I’ve been writing parallel code at the largest scales most of my career. The state-of-the-art architectures are all, effectively, single-threaded with latency-hiding. This model has a lot of mechanical sympathy with real silicon which is why it is used. It is also pleasantly simple in practice.
It works pretty well for ordinary heavy crunch code too. I originally designed code like this on supercomputers. You do need a practical mechanism for efficiently decomposing loads at a fine granularity but you rarely see applications that don’t have this property that are also compute bound.
I've (badly) written code like you describe -- usually by abusing fork to do my initial data structure setup, then using C pipes to pass jobs around. I suspect there are much better ways of doing it, but that parallelised well enough for the stuff I was doing. I'd be interested to know if there are good libraries (or best practices) for doing this kind of parallelism.
Latency hiding is a technique where 1) most workloads are trivially decomposed into independent components that can be executed separately and 2) you can infer or directly determine when any particular operation will stall. There are many ways to execute these high latency operations in an asynchronous and non-blocking way such that you can immediate work on some other part of the workload. The “latency-hiding” part is that the CPU is rarely stalled, always switching to a part of the workload that is immediately runnable if possible so that the CPU is never stalled and always doing real, constructive work. Latency-hiding optimizes for throughput, maximizing utilization of the CPU, but potentially increasing the latency of specific sub-operations by virtue of reordering the execution schedule to “hide” the latency of operations that would stall the processor. For many workloads, the latency of the sub-operations doesn’t matter, only the throughput of the total operation. The real advantage of latency-hiding architectures is that you can approach the theoretical IPC of the silicon in real software.

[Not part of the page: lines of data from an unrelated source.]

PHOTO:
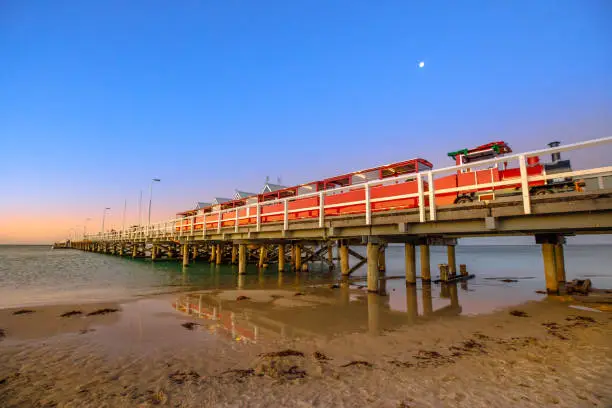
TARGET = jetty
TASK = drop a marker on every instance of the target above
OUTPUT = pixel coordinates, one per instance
(489, 192)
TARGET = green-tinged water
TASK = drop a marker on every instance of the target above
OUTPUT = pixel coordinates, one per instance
(34, 275)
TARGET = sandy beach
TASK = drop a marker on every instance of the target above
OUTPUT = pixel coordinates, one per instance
(229, 348)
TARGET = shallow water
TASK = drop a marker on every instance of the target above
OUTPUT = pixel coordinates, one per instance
(35, 275)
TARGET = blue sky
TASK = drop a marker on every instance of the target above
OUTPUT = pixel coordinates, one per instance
(98, 97)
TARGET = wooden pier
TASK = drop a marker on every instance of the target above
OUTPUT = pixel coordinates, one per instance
(243, 235)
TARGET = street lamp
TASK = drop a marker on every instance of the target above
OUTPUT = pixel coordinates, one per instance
(85, 227)
(151, 198)
(104, 217)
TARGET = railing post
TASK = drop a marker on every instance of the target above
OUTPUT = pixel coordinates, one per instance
(321, 209)
(368, 205)
(421, 197)
(432, 197)
(286, 214)
(525, 185)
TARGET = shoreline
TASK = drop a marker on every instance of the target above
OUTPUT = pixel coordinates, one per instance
(143, 355)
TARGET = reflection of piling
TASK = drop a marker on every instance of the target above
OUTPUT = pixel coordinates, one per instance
(345, 293)
(443, 272)
(427, 299)
(410, 258)
(412, 303)
(425, 267)
(382, 264)
(373, 313)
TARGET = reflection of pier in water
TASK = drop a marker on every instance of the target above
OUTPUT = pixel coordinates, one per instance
(321, 312)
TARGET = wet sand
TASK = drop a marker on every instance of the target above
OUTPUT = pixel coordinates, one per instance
(320, 347)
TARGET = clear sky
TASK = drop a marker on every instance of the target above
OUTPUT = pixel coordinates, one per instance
(98, 97)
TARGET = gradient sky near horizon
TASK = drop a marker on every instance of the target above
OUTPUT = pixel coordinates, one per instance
(98, 97)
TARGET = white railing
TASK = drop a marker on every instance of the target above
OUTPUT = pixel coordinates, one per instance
(187, 226)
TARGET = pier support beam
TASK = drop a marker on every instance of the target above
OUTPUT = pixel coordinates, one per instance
(410, 255)
(560, 263)
(298, 257)
(373, 251)
(550, 268)
(425, 267)
(185, 254)
(281, 257)
(263, 253)
(382, 264)
(242, 259)
(212, 253)
(344, 261)
(234, 253)
(219, 254)
(452, 261)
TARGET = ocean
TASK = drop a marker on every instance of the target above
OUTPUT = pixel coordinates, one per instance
(39, 275)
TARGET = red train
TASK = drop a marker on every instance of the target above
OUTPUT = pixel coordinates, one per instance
(347, 197)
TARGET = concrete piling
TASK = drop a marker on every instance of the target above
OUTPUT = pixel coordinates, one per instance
(410, 259)
(425, 267)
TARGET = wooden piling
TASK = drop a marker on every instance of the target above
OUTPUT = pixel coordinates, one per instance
(410, 258)
(242, 258)
(373, 267)
(281, 257)
(212, 253)
(425, 267)
(298, 257)
(550, 268)
(344, 261)
(185, 254)
(452, 261)
(219, 254)
(234, 253)
(560, 263)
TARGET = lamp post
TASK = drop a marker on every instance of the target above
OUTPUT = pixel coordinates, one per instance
(104, 217)
(85, 227)
(151, 198)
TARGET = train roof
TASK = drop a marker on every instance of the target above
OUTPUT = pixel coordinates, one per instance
(499, 147)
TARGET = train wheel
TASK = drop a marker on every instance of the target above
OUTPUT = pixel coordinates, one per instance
(463, 200)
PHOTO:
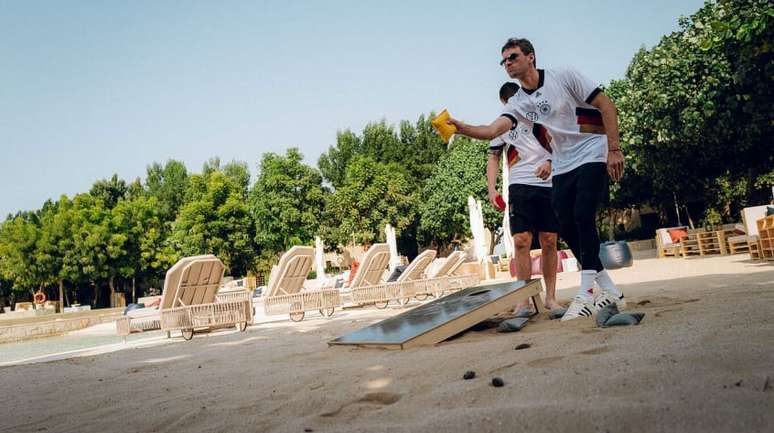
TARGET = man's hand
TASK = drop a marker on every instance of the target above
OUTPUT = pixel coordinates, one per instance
(497, 200)
(456, 123)
(615, 164)
(544, 170)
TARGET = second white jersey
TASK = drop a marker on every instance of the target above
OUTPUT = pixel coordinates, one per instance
(561, 103)
(532, 155)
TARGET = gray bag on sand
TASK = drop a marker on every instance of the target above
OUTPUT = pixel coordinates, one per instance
(615, 255)
(512, 325)
(609, 316)
(396, 273)
(605, 314)
(625, 319)
(556, 313)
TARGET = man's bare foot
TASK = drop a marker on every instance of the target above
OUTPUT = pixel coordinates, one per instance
(551, 304)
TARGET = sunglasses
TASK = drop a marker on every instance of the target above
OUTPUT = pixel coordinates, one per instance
(511, 58)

There are exotic CPU architectures explicitly designed for latency hiding, mostly used in supercomputing. Cray/Tera MTA architecture is probably the canonical example as well as the original Xeon Phi. As a class, latency-hiding CPU architectures are sometimes referred to as “barrel processors”. In the case of Cray MTA, the CPU can track 128 separate threads of execution in hardware and automatically switch to a thread that is immediately runnable at each clock cycle. Thread coordination is effectively “free”. In software, switching between logical threads of execution is much more by inference but often sees huge gains in throughput. The only caveat is that you can’t ignore tail latencies in the design — a theoretically optimal latency-hiding architecture may defer execution of an operation indefinitely.
I don’t know much about supercomputers, but what you described is precisely how all modern GPUs deal with VRAM latency. Each core runs multiple threads, the count is bound by resources used: the more registers and group shared memory a shader uses, the less threads of the shader can be scheduled on the same core. The GPU then switches threads instead of waiting for that latency.
That’s how GPUs can saturate their RAM bandwidth, which exceeds 500 GB/second in modern high-end GPUs.
"Threads" are nothing but kernel-mode coroutines with purpose-built schedulers in the kernel.
Redoing the same machinery except in usermode is not the way to get performance.
The problem is that scripting languages don't let you access the kernel API's cleanly due to various braindead design decisions - global locks in the garbage collector, etc.
But the solution isn't to rewrite the kernel in every scripting language, the solution is to learn to make scripting languages that aren't braindead.